Once you try fanning for turkeys, the addiction for close-encounters becomes overwhelming, leaving you craving more of the adrenaline rush, like a kid with a candy habit looking for chocolate. I took my wife, Stefanie, on her first-ever turkey hunt this past spring, and while hunting with our friend Chad Yost, we almost got more than we bargained for.
We had patterned a group of jakes and longbeards that fed along a pasture, where they worked down a steep hill toward a creek late in the afternoon. We carefully tip-toed down a shelterbelt, densely overgrown with cedars, in order to check the field.
Our birds were right on time and just 250 yards into the pasture. Chad worked his way to the edge of the trees and popped up our Turkey Fan, which opens like an umbrella with the image of a mature gobbler on the canopy. You use the handle to hold the turkey image out in front of you to fan other red-headed birds into range. You can pop the canopy back and forth on the handle to produce a drumming sound for more realism.
Unfortunately, when getting in place, one of the birds saw us move before we got behind the fan and our group of gobblers headed away like roadrunners with Wile E. Coyote after them.

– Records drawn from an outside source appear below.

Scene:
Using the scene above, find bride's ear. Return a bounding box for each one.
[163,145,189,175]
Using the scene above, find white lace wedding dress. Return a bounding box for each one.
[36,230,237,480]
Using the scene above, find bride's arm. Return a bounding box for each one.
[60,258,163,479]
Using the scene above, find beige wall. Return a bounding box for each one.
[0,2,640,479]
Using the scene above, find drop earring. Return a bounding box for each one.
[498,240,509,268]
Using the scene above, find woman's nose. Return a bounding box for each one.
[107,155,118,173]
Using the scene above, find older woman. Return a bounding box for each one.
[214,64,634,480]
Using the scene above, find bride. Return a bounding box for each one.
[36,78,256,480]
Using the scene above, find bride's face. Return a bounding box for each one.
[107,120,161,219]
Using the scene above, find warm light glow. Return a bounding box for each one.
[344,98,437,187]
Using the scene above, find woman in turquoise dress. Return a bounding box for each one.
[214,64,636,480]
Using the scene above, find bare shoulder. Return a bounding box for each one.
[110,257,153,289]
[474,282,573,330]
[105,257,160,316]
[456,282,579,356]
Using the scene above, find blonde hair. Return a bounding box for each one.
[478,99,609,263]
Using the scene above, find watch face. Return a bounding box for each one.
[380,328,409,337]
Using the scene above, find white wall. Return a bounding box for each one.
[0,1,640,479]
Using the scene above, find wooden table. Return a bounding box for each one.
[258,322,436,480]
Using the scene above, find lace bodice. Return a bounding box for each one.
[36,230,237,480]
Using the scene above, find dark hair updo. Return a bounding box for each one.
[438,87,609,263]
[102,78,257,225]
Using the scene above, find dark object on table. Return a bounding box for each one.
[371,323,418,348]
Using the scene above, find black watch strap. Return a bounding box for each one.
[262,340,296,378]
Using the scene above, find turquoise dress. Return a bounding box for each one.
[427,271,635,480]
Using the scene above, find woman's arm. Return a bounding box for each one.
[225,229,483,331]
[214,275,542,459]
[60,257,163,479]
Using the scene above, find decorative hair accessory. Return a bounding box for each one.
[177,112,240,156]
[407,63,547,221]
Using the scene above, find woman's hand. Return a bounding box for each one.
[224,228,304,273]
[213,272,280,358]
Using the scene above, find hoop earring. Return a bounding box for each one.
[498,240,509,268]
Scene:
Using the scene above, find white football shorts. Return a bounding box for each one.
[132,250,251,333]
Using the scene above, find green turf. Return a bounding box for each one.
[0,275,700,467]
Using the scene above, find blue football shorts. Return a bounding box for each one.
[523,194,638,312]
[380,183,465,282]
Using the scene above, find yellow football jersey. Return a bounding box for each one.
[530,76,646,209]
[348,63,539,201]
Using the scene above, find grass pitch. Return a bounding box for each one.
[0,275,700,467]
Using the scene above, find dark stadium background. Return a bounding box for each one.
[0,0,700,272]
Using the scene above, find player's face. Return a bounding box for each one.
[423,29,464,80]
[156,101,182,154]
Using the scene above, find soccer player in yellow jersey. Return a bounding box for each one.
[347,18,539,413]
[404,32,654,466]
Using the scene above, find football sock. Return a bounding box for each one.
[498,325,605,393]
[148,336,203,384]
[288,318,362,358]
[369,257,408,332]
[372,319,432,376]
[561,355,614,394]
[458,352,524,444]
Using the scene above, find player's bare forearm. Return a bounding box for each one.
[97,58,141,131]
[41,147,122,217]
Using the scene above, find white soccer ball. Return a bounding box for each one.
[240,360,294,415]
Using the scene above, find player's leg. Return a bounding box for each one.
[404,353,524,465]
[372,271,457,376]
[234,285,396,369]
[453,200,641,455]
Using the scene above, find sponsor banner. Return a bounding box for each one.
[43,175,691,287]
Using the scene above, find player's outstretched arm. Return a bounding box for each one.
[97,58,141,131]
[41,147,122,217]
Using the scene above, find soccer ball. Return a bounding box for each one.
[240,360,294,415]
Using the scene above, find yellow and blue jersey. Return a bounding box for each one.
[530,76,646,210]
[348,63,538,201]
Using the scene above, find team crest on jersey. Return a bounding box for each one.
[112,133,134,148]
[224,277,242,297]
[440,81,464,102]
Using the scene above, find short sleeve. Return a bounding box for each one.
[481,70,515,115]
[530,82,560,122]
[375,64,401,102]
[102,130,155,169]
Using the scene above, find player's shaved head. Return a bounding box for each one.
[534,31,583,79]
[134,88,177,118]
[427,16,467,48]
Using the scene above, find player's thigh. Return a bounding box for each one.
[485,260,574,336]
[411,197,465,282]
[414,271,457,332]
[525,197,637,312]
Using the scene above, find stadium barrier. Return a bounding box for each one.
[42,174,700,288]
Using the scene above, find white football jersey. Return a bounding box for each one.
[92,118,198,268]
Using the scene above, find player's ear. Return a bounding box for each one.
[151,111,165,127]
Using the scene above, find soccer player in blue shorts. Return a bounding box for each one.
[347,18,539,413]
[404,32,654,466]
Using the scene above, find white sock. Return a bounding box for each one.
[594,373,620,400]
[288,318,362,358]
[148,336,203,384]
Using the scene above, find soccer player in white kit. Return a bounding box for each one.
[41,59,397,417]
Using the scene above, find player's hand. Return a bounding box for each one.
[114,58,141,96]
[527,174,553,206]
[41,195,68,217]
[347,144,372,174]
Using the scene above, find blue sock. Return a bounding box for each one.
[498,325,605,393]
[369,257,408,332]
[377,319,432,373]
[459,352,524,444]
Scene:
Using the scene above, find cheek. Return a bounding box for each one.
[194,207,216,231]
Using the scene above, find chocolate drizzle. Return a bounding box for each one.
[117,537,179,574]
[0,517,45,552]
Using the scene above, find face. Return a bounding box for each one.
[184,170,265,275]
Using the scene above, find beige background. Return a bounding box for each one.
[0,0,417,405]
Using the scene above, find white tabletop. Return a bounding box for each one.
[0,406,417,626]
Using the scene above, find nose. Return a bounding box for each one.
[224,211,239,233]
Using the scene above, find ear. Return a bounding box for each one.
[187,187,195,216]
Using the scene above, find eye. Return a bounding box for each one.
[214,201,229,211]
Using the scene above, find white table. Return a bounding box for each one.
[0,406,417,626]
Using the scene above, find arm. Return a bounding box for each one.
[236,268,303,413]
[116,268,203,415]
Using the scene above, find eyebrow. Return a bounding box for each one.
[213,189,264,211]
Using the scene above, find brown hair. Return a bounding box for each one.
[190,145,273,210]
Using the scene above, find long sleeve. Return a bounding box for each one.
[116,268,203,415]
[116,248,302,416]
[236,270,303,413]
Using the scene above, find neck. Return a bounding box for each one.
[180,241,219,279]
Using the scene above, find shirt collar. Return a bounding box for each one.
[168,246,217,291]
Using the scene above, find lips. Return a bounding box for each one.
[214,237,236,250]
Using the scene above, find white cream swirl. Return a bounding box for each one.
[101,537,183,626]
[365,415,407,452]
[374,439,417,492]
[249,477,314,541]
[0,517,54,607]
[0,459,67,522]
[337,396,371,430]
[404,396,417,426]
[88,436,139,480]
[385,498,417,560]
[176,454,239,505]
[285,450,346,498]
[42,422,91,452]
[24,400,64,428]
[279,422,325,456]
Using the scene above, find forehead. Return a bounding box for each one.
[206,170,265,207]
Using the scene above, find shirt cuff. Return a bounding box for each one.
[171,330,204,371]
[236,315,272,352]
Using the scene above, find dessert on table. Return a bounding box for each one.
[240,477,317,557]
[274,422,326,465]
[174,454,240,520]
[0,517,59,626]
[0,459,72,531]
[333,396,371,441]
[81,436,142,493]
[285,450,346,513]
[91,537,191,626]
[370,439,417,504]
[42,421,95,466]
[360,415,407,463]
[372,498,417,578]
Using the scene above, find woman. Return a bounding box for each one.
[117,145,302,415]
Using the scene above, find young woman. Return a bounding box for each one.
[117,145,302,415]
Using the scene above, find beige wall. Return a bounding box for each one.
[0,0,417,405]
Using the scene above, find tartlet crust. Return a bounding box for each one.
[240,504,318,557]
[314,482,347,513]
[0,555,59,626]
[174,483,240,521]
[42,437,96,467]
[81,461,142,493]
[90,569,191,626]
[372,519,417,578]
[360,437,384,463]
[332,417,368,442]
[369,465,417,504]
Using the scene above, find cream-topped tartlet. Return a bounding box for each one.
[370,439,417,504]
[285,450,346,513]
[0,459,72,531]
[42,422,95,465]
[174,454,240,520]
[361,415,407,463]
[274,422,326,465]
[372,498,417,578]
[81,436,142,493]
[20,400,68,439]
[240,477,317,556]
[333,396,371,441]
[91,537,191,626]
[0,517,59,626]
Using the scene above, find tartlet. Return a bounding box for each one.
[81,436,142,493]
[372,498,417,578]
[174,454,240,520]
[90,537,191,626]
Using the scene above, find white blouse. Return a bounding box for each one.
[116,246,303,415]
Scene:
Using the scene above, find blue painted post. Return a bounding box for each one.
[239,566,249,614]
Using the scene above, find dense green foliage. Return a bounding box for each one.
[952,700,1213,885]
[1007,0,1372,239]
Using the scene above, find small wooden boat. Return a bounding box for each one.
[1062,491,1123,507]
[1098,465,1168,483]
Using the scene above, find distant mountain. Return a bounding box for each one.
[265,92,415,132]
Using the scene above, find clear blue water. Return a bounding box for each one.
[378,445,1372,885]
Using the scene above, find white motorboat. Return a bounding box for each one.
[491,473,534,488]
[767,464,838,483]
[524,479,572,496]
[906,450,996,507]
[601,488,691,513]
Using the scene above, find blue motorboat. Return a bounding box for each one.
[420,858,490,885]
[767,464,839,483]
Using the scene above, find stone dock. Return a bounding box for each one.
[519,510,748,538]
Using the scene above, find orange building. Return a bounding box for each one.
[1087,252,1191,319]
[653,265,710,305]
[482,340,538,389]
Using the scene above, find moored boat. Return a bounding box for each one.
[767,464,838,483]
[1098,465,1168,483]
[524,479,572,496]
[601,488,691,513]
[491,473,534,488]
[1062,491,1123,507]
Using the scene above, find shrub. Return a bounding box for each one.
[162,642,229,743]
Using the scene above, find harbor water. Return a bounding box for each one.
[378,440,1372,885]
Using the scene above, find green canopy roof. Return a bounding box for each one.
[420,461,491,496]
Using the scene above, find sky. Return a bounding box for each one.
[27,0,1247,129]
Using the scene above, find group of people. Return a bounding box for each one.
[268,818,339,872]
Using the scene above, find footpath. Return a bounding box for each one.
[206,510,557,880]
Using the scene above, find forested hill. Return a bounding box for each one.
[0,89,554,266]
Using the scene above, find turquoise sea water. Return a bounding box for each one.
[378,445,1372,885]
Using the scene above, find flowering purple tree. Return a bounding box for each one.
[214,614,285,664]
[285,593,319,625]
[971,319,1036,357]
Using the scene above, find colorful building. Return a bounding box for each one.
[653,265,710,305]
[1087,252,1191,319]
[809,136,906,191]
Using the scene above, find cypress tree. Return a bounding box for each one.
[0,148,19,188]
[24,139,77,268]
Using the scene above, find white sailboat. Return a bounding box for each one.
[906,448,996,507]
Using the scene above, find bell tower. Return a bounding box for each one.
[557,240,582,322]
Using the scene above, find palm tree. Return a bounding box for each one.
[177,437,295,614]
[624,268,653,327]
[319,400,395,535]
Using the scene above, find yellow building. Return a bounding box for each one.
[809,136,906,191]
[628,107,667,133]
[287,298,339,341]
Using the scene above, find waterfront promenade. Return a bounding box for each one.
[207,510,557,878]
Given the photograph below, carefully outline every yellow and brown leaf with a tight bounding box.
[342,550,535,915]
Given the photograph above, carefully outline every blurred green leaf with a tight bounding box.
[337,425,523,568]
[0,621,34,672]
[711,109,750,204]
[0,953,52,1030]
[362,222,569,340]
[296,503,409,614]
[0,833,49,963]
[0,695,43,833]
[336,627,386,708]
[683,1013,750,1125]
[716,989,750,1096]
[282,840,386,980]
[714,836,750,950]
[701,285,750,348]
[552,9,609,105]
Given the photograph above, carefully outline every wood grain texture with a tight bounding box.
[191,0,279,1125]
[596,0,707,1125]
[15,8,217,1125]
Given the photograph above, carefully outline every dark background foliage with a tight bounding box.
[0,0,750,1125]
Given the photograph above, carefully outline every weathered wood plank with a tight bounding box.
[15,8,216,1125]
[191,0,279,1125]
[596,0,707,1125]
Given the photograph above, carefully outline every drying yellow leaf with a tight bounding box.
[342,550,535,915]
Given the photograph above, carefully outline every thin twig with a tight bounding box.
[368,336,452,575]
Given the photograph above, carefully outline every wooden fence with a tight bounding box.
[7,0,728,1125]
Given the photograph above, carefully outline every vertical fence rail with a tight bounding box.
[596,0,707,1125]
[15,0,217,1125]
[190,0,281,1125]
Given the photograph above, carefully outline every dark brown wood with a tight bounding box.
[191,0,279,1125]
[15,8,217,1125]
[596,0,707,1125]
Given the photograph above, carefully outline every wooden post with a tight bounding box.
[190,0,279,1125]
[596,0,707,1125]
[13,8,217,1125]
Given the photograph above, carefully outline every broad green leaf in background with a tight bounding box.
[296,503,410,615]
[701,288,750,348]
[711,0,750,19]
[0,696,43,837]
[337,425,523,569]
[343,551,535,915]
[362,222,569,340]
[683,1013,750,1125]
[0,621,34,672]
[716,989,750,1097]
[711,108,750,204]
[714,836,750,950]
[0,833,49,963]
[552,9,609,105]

Feeling a little dejected, we moved to the end of the tree line and set up to see if we could entice one of the birds to come back. Chad used the fanning decoy and I used my Maestro box call to sound like a companion-seeking hen.
I must’ve hit the right love-struck notes because a gobbler lit up behind us. We had no idea there were turkeys behind us, too, and I switched to my H.S. Limb Shaker glass call and clucked and purred a few times.
When the gobbler thundered again, he was much closer. Stef and Chad scrambled to turn 180 degrees and hopefully face-off with the turkey. I was standing back in the cedars and saw three red heads racing out of adjacent grass and clover and into our line of trees.
The birds darted past me and the next thing I knew Stef was lifting her shotgun. The Mossberg 20-gauge Turkey Thug boomed, creating a scurry of excitement from the extra birds trying to escape.
Stef had made a great shot at just seven yards on a turkey running directly at them. It was almost as though she had to shoot the bird in self-defense. It was a very difficult shot to make since the shot pattern is extremely tight at that range and the bird's head was moving with each running step.
We had played around with some of the new Federal 3rd Degree turkey loads and knew they provided a huge advantage at close range. They feature three layers of shot, starting with Heavyweight No. 7s, followed by lead No. 5s and then FlightStopper lead No. 6s. The layers of shot provide a fast-spreading dense pattern at close range, performance for mid-range targets, and finally, the Heavyweights for birds stretching the shooting opportunities out to 50 yards.
It was Stef's first-ever turkey, and the close encounter already has her asking where we are planning to hunt turkey again this spring.